Она сознательно забрала в сторону, обходя его, но он спросил, обернувшись:
- Это кто, поп служил вам панихиду?
И только тогда понял, что вопрос получился совсем нелепый, когда казачка, скосив на него строгие белесые глаза, ответила вопросом же:
- Ну, а как же не поп?
- Гм... Конечно... Как-то он все-таки... И кто же он такой? - несвязно забормотал художник.
- Как это кто такой?.. Отец Лука! - еще строже ответила женщина и яростно пошла вперед, заметно пыля левой ногой при каждом танцующем втором шаге.
II
В этот день за обедом рыжебородый Лука был более, чем обычно, строг к своему выводку, плотно обсевшему круглый обеденный стол.
Отправляя в полнозубый рот, отлично приспособленный для речей, пения и обедов, ложку за ложкой, он взглядывал исподлобья то на одного, то на другого из детей и говорил, выбирая из своего голосового богатства только средние, глухо рокочущие ноты:
- Почему, Степан, не подвинешь ты солонки Евфалии, чтобы не тянулась она через весь стол?.. Не-ве-жа!.. Вы живете, как на острове, и должны все держаться друг за друга зубами и помогать... а ты даже соли сестре подать не хочешь!
Степан, старший, лет шестнадцати, очень широколобый и плотный, больше, чем все остальные, похожий на отца и с такими же круглыми желтыми глазами, отозвался, чуть усмехнувшись:
- Нужно же понять, что она за солью тянется!.. Зачем ей соль? Разве борщ несоленый?
- Для меня - несоленый, да! - отозвалась Евфалия, откачнув черноволосую голову, выпятив острый подбородок и в то же время заострив кпереди плечи, что означает у девочек-подростков по четырнадцатому году недоумение, обиду и вызов.
- Тебе соль не нужна, мне вот тоже не нужна, а ей понадобилась после того, как половину тарелки съела... почему это?
Так как Лука глядел в это время на среднего сына, пятнадцатилетнего Евтихия, то он, подумав, ответил:
- Ясно: соляной кислоты в желудке мало.
Он был горбоносый, похож на армянина, как мать, сухощав и лупоглаз.
- Петр! Утри нос! - свирепо поглядел в это время Лука на младшего, белоголового, лет семи, вытер усы салфеткой и заговорил:
- Вот ты понимаешь, Евтихий, насчет кислот, - меня этому не учили, - и мог бы из тебя доктор выйти, а ты исключен из школы за мое поповство и должен кресты строгать... Однако не пеняй, - живешь ты на свежем воздухе и ешь вволю... цени это!.. Между прочим, займись механикой... И ты тоже, Степан... У вас есть свои деньги, купите книги... И говорить! Механике и говорить!.. Два эти искусства - основа у нас всего!.. В сарае работаете вместе, - говори друг с другом, говори, - понимаете? - а не молчи!.. Только дураки молчат, потому им сказать нечего, а вы - спорь!.. И не в два слова спорь, а целой речью... Также могилы когда копаете... А когда отдыхаете, сломанные часы почини, примус поправь, - вот какой должен быть ваш отдых... Дарья! Сиди прилично!

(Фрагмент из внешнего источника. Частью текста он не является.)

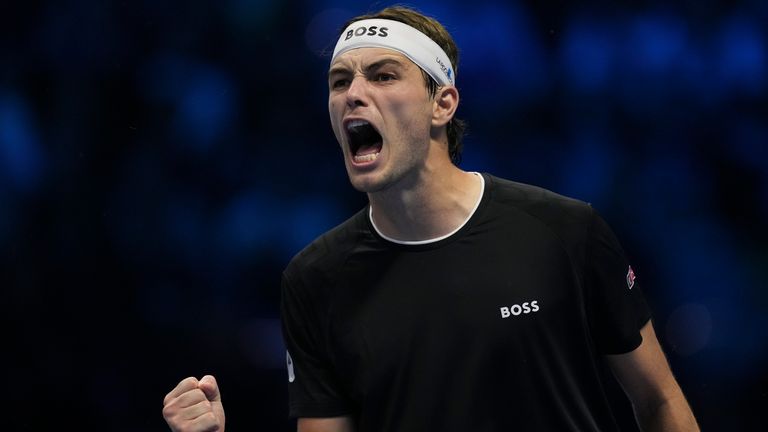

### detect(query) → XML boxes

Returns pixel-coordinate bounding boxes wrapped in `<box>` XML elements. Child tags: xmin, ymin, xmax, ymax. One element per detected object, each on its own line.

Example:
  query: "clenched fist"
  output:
<box><xmin>163</xmin><ymin>375</ymin><xmax>224</xmax><ymax>432</ymax></box>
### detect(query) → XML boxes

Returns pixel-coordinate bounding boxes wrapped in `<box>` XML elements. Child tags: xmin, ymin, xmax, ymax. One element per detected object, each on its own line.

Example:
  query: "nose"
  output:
<box><xmin>347</xmin><ymin>75</ymin><xmax>368</xmax><ymax>108</ymax></box>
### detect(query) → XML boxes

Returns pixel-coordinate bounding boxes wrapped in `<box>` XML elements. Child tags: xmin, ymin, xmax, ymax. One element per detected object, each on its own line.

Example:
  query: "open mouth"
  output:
<box><xmin>347</xmin><ymin>120</ymin><xmax>383</xmax><ymax>163</ymax></box>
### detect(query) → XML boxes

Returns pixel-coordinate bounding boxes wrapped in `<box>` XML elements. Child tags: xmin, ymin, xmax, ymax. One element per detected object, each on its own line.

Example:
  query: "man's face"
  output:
<box><xmin>328</xmin><ymin>48</ymin><xmax>433</xmax><ymax>192</ymax></box>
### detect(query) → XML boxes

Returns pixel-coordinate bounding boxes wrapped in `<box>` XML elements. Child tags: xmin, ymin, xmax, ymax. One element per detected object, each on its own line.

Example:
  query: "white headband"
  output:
<box><xmin>331</xmin><ymin>19</ymin><xmax>456</xmax><ymax>85</ymax></box>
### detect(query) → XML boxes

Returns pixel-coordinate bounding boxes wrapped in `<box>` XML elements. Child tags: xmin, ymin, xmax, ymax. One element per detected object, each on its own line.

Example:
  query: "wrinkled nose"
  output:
<box><xmin>347</xmin><ymin>76</ymin><xmax>368</xmax><ymax>108</ymax></box>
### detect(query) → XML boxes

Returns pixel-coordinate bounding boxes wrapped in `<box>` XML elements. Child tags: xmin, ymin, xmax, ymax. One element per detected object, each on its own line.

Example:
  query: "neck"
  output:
<box><xmin>368</xmin><ymin>164</ymin><xmax>482</xmax><ymax>241</ymax></box>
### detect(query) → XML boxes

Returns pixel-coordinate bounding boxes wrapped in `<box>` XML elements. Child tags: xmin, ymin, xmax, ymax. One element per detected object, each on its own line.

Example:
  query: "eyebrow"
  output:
<box><xmin>328</xmin><ymin>58</ymin><xmax>403</xmax><ymax>77</ymax></box>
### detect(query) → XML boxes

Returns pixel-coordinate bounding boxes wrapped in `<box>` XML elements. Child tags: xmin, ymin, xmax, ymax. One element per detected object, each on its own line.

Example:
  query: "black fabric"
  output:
<box><xmin>282</xmin><ymin>174</ymin><xmax>650</xmax><ymax>432</ymax></box>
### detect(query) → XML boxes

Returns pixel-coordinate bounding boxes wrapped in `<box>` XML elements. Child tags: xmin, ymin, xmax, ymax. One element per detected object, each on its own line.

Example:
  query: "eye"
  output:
<box><xmin>331</xmin><ymin>78</ymin><xmax>349</xmax><ymax>89</ymax></box>
<box><xmin>374</xmin><ymin>73</ymin><xmax>395</xmax><ymax>82</ymax></box>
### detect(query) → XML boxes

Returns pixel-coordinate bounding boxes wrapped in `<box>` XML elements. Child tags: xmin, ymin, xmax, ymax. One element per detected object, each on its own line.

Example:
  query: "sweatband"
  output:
<box><xmin>331</xmin><ymin>19</ymin><xmax>456</xmax><ymax>85</ymax></box>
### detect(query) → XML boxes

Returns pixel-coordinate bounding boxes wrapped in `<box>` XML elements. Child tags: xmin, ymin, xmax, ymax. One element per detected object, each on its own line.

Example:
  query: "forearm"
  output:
<box><xmin>635</xmin><ymin>392</ymin><xmax>699</xmax><ymax>432</ymax></box>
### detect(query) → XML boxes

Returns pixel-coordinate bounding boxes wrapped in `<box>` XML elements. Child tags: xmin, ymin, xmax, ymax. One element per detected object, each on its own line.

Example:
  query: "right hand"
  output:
<box><xmin>163</xmin><ymin>375</ymin><xmax>224</xmax><ymax>432</ymax></box>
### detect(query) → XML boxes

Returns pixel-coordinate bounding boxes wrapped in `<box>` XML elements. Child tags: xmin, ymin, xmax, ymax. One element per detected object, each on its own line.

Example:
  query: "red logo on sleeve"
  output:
<box><xmin>627</xmin><ymin>266</ymin><xmax>635</xmax><ymax>289</ymax></box>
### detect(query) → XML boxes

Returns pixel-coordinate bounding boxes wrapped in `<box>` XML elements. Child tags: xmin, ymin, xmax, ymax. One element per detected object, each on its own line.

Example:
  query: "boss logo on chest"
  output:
<box><xmin>499</xmin><ymin>300</ymin><xmax>539</xmax><ymax>318</ymax></box>
<box><xmin>344</xmin><ymin>26</ymin><xmax>389</xmax><ymax>40</ymax></box>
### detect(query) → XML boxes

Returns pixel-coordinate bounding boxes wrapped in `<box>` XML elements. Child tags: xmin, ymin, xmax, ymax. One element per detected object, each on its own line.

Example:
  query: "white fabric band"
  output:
<box><xmin>331</xmin><ymin>19</ymin><xmax>456</xmax><ymax>85</ymax></box>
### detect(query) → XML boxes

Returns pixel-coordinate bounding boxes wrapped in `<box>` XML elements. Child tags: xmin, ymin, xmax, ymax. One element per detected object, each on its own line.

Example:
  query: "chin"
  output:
<box><xmin>348</xmin><ymin>173</ymin><xmax>390</xmax><ymax>193</ymax></box>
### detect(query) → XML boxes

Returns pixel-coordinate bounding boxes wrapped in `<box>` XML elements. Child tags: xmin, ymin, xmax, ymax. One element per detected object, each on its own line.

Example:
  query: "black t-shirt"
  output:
<box><xmin>282</xmin><ymin>174</ymin><xmax>650</xmax><ymax>432</ymax></box>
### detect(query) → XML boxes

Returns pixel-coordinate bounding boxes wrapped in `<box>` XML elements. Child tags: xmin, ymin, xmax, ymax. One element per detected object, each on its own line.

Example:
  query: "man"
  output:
<box><xmin>163</xmin><ymin>7</ymin><xmax>698</xmax><ymax>432</ymax></box>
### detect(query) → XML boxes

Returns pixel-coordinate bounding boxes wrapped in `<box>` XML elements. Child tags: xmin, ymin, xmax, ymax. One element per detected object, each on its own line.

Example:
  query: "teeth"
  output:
<box><xmin>347</xmin><ymin>120</ymin><xmax>369</xmax><ymax>130</ymax></box>
<box><xmin>354</xmin><ymin>153</ymin><xmax>379</xmax><ymax>163</ymax></box>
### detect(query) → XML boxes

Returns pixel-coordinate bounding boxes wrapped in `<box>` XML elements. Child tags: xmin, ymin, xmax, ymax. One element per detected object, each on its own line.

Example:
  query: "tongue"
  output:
<box><xmin>355</xmin><ymin>141</ymin><xmax>381</xmax><ymax>156</ymax></box>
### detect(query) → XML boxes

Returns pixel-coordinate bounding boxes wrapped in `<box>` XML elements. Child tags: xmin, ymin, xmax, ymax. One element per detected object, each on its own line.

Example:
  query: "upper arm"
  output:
<box><xmin>298</xmin><ymin>417</ymin><xmax>355</xmax><ymax>432</ymax></box>
<box><xmin>606</xmin><ymin>320</ymin><xmax>682</xmax><ymax>411</ymax></box>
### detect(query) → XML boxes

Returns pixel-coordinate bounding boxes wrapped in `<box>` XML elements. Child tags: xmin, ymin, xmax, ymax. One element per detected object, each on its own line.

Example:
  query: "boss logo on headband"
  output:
<box><xmin>344</xmin><ymin>26</ymin><xmax>389</xmax><ymax>40</ymax></box>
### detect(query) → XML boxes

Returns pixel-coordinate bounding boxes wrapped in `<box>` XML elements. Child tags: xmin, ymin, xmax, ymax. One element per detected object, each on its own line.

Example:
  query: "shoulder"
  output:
<box><xmin>485</xmin><ymin>174</ymin><xmax>594</xmax><ymax>231</ymax></box>
<box><xmin>283</xmin><ymin>207</ymin><xmax>370</xmax><ymax>282</ymax></box>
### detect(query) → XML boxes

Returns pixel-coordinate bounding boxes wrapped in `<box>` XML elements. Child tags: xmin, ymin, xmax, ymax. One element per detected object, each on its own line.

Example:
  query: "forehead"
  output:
<box><xmin>329</xmin><ymin>47</ymin><xmax>416</xmax><ymax>72</ymax></box>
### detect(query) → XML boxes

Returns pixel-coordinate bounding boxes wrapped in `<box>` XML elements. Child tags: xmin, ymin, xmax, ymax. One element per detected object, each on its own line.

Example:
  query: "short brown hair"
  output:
<box><xmin>341</xmin><ymin>6</ymin><xmax>467</xmax><ymax>165</ymax></box>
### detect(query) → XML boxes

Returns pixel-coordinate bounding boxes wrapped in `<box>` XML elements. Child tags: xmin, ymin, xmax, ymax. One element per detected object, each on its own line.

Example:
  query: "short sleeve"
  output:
<box><xmin>585</xmin><ymin>210</ymin><xmax>651</xmax><ymax>354</ymax></box>
<box><xmin>280</xmin><ymin>273</ymin><xmax>351</xmax><ymax>417</ymax></box>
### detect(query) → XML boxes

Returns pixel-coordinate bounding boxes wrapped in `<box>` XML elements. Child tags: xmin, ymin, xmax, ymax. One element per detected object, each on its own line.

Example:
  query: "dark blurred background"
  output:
<box><xmin>0</xmin><ymin>0</ymin><xmax>768</xmax><ymax>431</ymax></box>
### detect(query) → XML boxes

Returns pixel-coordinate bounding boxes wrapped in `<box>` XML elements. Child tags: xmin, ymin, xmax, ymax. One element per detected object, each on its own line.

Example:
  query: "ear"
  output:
<box><xmin>432</xmin><ymin>86</ymin><xmax>459</xmax><ymax>127</ymax></box>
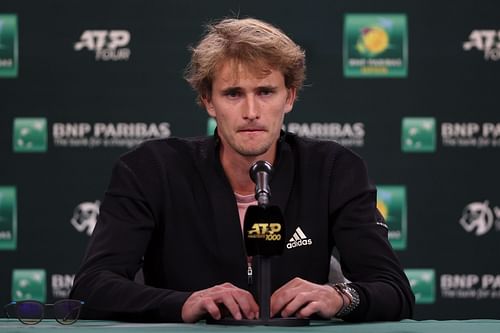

Дарья, лет десяти, такая же белобрысая, как Петр, и сидевшая с ним рядом, в это время вздумала ущипнуть братишку за голую коленку, и он пискнул.
- Дом у нас кладбищенский: арендатору полагается жилплощадь... Уплотнять его здесь некем, - от этого мы избавлены... А церковь, из которой я ушел сюда, говорят, не сегодня-завтра закроют: хор имели, а певчих не страховали!.. Теперь из страхкассы иск предъявляют в пять ты-сяч, а?.. Где им такую сумму собрать! Ни за что не соберут! Значит, прикроют... Теперь вопрос: куда оттуда отец Афанасий пойдет?.. А мне аренда дана на пять лет!.. Еще, значит, вам обеспечено четыре года... четыре же года - это срок!.. Через четыре года даже и Петру будет одиннадцать! Петру одиннадцать, Дарье четырнадцать, а тебе, Степан, двадцать! Ка-ко-во?..
Так как приземистая, в синем, попадья собирала в это время тарелки от борща и устанавливала гору их на кастрюле, чтобы отнести в кухню, Лука подмигнул ей как будто даже несколько удивленно:
- Каково? Двадцать!.. Тогда пусть женится, если хочет, и - на свои хлеба... Евфалия - замуж выйдет... Евтихий - он тоже со счетов долой через четыре года... Останутся, стало быть, двое с нами: Дарья и Петр... Та-ак!.. Покупайте книги, какие нужно, Степан и Евтихий, я тоже буду вместе с вами механике учиться!